Bu sözler Avustralya Başbakanı Scott Morrison tarafından dünyanın bir numaralı raketi olan Novak Djokovic’e söylendi.
17 Ocak’ta başlayacak olan Avustralya Açık turnuvasına katılmak için ülkeye gelen ünlü raket sorunsuz bir şekilde içeriye alınacağını sanıyordu fakat işler tam tersi yönde gelişti.
Aşı karşıtı Djokovic’in, Avustralya Açık yönetiminden aldığı ‘tıbbi muafiyet’ hakkı başbakan tarafından iptal edildi.
Sonuç olarak Djokovic 10 saate yakın bir süre havalimanında bekletildi.
Eğer Djokovic aşı olmamasına rağmen o turnuvaya alınsaydı, benim muafiyetim var diye ortalıkta elini kolunu sallayarak gezseydi bu yepyeni bir cahiliyet döneminin başlangıcı olurdu.

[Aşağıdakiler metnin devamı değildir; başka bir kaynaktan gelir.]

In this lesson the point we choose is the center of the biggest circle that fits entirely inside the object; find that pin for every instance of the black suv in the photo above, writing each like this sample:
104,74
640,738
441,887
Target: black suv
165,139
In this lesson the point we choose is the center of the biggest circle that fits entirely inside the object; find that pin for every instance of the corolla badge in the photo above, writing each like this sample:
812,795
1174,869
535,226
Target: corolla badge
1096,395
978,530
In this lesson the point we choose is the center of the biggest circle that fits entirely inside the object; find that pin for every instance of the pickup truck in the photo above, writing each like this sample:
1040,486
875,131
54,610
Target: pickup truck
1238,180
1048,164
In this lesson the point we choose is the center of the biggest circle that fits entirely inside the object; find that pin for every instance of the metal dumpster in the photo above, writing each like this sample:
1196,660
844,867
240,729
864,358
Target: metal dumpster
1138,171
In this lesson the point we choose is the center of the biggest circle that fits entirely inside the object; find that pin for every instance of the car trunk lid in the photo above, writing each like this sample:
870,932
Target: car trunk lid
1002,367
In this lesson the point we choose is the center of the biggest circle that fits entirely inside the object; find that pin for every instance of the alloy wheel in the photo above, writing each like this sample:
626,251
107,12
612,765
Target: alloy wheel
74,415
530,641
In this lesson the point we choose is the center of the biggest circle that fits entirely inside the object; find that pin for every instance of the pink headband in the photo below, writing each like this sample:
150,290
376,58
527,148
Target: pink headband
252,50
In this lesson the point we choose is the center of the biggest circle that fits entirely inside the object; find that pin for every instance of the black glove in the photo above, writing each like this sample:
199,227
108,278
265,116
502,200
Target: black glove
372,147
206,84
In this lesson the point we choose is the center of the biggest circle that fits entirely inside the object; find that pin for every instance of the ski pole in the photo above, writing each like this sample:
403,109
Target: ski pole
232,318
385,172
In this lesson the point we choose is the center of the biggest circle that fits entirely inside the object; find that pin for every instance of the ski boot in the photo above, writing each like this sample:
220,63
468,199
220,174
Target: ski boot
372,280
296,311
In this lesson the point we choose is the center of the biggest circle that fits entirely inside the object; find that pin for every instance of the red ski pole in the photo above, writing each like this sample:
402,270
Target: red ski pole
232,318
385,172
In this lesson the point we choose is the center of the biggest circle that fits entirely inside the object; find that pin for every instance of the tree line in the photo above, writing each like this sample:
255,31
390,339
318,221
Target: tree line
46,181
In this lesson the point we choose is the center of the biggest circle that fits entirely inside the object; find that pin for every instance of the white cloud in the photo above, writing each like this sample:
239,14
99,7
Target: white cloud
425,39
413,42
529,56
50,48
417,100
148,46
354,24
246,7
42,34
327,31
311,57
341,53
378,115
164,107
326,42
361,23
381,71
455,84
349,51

Emsal gösterirdi bu kararı aşı karşıtları.
◊ “Djokovic girdi, ben niye giremiyorum” diyenler çıkardı.
◊ “Ünlü olunca muaf tutuyorsunuz” ama derlerdi.
◊ “Tenisçi mi olmamız lazım aşı karşıtlığımızın kabul görmesi için” derlerdi.
Tenis severler Djokovic’siz bir turnuva izleyecekler ama günün sonunda çok da iyi oldu, çok da güzel oldu.